Can't help you on the Britline front. There are arguments for and against trying to set up a bank account before you arrive (and know where you're going to be located), but at least they no longer charge you to close a bank account here, so you can always adjust once you get settled in.


----------



## Crabtree

Before you can move to France you need to get a Visa as outlined above.This will possibly take several months and you need to apply from your own country ie you cannot move to France and then apply so you will need to think about where you will live before you move to France.You will need to show your income stream in your case a pension and that it is equivalent to the French minimum wage of approx €1600 per month.As has been advised you should apply for a long term visitor visa which prevents you from working.If you work on the black there are heavy fines for you and the employer so basically no you will not be able to work to top up your pension and I assume that you have no wish to start a business and have to apply for a business visa with all the extra work that requires.You will have to show health insurance but you can apply for the French health system after 3 months residence.As a pensioner you will get "free" cover but you are strongly advised to get top up insurance as well.I assume you have researched the health system and likewise the French tax system especially which country taxes which pensions and the need to submit a french tax return each year.
When it comes to banks I would look at a local branch where you are living and not Britline frankly
TBH I think you should have asked these questions earlier and I think in your enthusiasm to move you have put the cart before the horse frankly
Do you have a plan B in case you cannot get a Visa?


----------



## EuroTrash

Re Britline. I think it has a niche, it is designed to meet the needs of Brits and many swear by it, so although I wasn't tempted myself I wouldn't try to put anybody off. I totally understand why a lot of Brits feel more comfortable initially at least doing their French banking in English speaking to advisors who are aware of the aspects of French banking that are likely to be unfamiliar to Brits.


----------



## Crabtree

Agreed ET but I have always found my local branch very helpful and responsive but I know that others will have had opposite experiences including bad ones with Britline.
The other thing the OP needs to think about that as the UK economy goes further down the pan how will a worsening exchange rate affect his income?


----------



## 255

@Pedr ap Ioan -- As the others have mentioned, retirees typically apply for and are issued long stay visitors' visas that do not have work privileges. Which makes sense, since "you are retired!" This is clearly the simplest/quickest route.

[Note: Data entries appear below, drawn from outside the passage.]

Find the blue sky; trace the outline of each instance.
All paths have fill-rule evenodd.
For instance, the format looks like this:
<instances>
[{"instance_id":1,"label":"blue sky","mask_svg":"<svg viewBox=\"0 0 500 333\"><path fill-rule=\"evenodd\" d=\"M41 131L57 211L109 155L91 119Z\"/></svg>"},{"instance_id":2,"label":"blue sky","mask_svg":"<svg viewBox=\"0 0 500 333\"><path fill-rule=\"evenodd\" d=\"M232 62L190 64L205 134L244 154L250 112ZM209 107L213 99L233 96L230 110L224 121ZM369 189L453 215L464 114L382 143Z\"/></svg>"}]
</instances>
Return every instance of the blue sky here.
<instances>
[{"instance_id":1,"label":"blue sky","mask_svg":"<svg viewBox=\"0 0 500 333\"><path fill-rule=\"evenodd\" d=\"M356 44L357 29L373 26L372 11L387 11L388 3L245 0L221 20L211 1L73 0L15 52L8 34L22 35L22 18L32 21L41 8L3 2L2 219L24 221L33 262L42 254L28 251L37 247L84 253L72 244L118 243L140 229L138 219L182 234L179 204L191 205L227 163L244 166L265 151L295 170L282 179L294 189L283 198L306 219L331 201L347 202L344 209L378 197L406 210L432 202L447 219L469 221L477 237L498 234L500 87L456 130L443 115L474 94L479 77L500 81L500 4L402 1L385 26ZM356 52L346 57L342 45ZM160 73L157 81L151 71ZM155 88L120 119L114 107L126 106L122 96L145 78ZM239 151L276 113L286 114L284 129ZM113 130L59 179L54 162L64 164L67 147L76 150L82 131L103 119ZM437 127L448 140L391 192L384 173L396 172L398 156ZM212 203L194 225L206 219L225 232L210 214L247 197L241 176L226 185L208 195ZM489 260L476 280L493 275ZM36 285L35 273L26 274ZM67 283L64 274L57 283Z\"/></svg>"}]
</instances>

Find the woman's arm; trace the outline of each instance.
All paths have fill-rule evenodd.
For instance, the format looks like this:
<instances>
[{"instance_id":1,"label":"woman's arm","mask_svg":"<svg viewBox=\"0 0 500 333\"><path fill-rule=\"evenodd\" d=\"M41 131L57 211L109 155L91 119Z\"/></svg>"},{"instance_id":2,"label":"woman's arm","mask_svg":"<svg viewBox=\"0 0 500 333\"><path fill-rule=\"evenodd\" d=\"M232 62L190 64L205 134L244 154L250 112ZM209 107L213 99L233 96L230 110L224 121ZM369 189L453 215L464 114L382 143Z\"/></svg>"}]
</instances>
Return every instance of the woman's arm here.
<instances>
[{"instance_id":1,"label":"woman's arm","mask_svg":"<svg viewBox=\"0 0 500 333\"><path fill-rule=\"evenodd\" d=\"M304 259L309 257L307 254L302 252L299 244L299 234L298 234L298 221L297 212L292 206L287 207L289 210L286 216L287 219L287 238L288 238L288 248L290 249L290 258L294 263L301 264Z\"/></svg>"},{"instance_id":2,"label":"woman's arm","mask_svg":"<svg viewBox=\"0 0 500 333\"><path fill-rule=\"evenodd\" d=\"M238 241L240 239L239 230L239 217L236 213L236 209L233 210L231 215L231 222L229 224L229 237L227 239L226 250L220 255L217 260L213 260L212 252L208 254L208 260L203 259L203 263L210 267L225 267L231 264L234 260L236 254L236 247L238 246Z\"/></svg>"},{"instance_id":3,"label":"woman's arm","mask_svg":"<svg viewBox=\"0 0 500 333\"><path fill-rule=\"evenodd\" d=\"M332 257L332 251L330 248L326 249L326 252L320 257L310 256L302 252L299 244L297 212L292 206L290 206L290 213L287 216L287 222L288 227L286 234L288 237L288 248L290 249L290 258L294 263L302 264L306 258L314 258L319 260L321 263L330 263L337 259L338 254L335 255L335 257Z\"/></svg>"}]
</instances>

On the other hand, there are other options that would allow you to work, providing you have a viable idea for some form of enterprise (which you'd need up front.) Self employed person or liberal activity | France-Visas.gouv.fr .

Alternately, the most discussed recently is the Passeport Talent: International talents | France-Visas.gouv.fr . This visa/residency permit is good for up to four years and is renewable. It also has many "different flavors," that might fit you situation. Cheers, 255

P.S. If you need to leave your current premises ASAP, you could come to France on a 90 day Schengen visa, staying in temporary lodging while you do your planning. You could also do some reconnaissance for potential places to park/purchase a home. Of course, you'd need to return to the UK to ultimately apply for whatever visa you decide.


----------



## Bevdeforges

255 said:


> On the other hand, there are other options that would allow you to work, providing you have a viable idea for some form of enterprise (which you'd need up front.) Self employed person or liberal activity | France-Visas.gouv.fr .


One thing to consider, however, is that the passeport talent does (in all of its infinite permutations) presume that the purpose of your move to France is to set up or operate some sort of a business or enterprise. It is most definitely NOT to "top up" your pension with the occasional money making "gig." 

OTOH, after 3 or 4 years of living in France as a "visiteur" you may find that you are eligible for some sort of change of status that would allow you to work part-time (marry a French national or an EU national established in France) or the laws could change in some respect. But for that initial visa, they do really focus on your main purpose for coming to France - and if you're retired you're considered a "visiteur" and will not be able to work. 


Crabtree said:


> The other thing the OP needs to think about that as the UK economy goes further down the pan how will a worsening exchange rate affect his income?


This is also a very valid point. It has been some time now since we had sudden and unexpected swings in exchange rates - but in the past, something like that often leads to a number of affected expats heading for home, or in some cases, finding themselves "stuck" in France without enough to live on, and not enough to go back home (assuming they have something to return to back there). It has been a while now, but perhaps we need to start reminding people of the need to have a "Plan B" in case things don't work out for you on a move to France.


----------